AgentSkillsCN

service-mesh-observability

为服务网格实现全面的可观测性,包括分布式追踪、指标监控与可视化。在搭建网格监控体系、排查延迟问题或实施 SLO 时,可加以应用。

SKILL.md
--- frontmatter
name: service-mesh-observability
description: Implement comprehensive observability for service meshes including distributed tracing, metrics, and visualization.
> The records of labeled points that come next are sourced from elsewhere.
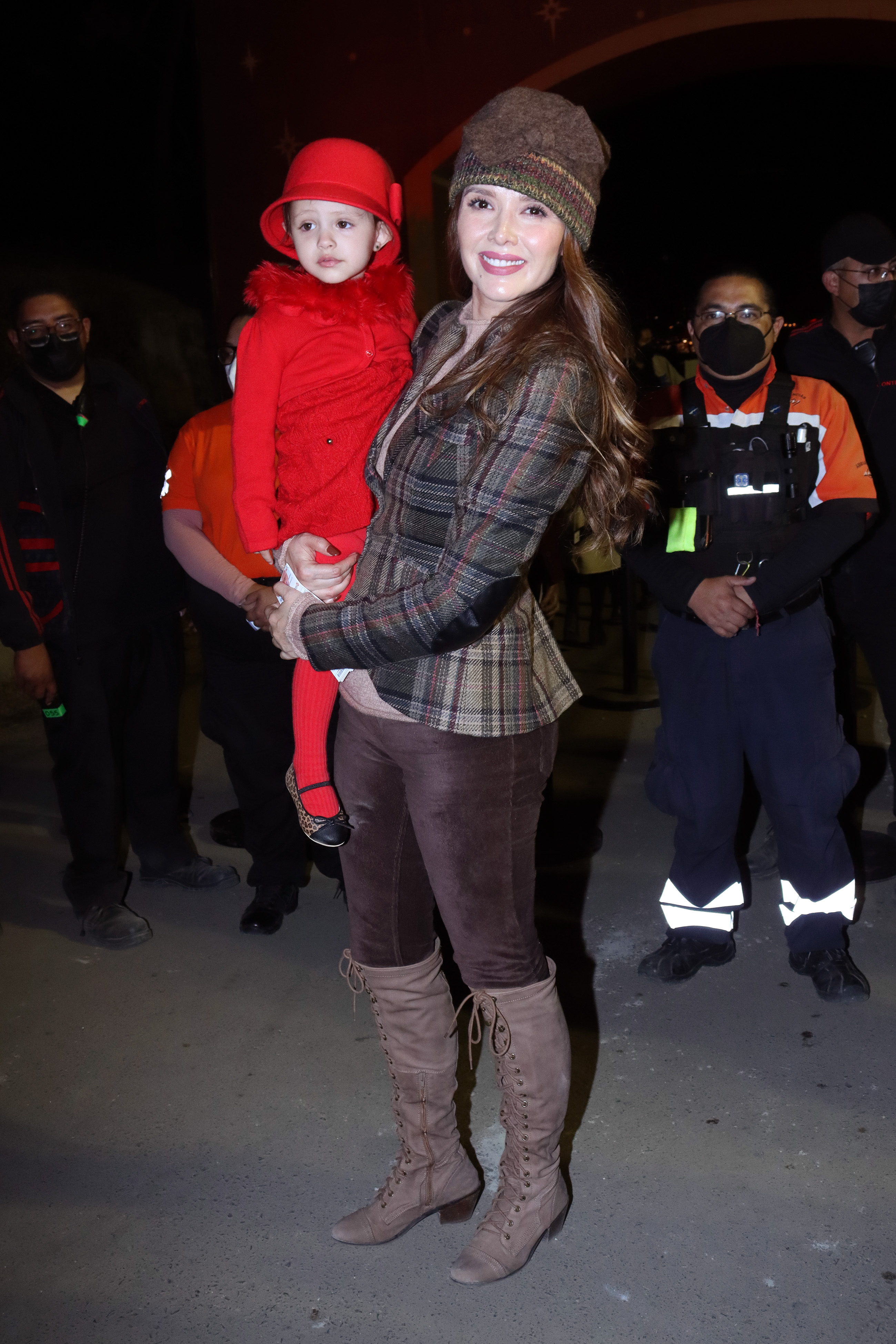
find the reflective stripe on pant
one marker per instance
(772, 701)
(718, 916)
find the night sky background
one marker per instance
(104, 167)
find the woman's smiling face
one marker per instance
(510, 245)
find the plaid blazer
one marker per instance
(440, 611)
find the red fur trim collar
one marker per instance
(382, 293)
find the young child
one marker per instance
(320, 365)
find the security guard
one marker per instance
(764, 487)
(855, 350)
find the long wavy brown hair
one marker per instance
(574, 315)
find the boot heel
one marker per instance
(461, 1210)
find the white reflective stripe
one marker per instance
(694, 917)
(728, 900)
(837, 904)
(723, 420)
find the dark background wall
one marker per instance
(144, 139)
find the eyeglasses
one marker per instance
(38, 334)
(874, 275)
(746, 314)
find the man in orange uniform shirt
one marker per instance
(246, 703)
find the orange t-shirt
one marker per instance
(202, 479)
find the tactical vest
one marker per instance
(735, 495)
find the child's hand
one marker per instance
(324, 581)
(285, 621)
(259, 604)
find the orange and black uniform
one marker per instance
(246, 702)
(84, 569)
(774, 486)
(863, 588)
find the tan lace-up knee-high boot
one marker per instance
(530, 1040)
(414, 1016)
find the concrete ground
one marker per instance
(183, 1123)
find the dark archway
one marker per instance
(809, 45)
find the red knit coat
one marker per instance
(323, 365)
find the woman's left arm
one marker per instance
(503, 507)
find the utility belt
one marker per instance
(798, 604)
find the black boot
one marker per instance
(268, 908)
(115, 926)
(835, 975)
(198, 875)
(680, 959)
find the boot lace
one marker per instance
(515, 1170)
(354, 977)
(497, 1030)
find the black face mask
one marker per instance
(731, 347)
(876, 304)
(58, 361)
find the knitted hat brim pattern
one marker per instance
(538, 177)
(542, 146)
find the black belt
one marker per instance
(798, 604)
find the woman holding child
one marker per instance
(519, 405)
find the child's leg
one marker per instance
(313, 699)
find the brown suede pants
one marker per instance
(442, 819)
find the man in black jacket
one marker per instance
(855, 350)
(89, 601)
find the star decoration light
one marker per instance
(288, 146)
(551, 11)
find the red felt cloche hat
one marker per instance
(344, 171)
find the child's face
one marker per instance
(335, 242)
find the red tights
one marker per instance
(313, 699)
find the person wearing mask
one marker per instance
(448, 725)
(855, 350)
(764, 487)
(246, 699)
(91, 601)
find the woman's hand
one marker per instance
(324, 581)
(259, 604)
(285, 621)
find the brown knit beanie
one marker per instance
(542, 146)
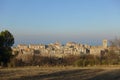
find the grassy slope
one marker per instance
(60, 73)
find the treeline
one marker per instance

Use when setting up mesh monitoring, debugging latency issues, or implementing SLOs 
category: Creative & Media
source: antigravity
tags: [node, api, ai, template, image, kubernetes, rag, cro]
url: https://github.com/sickn33/antigravity-awesome-skills/tree/main/skills/service-mesh-observability

Service Mesh Observability

Complete guide to observability patterns for Istio, Linkerd, and service mesh deployments.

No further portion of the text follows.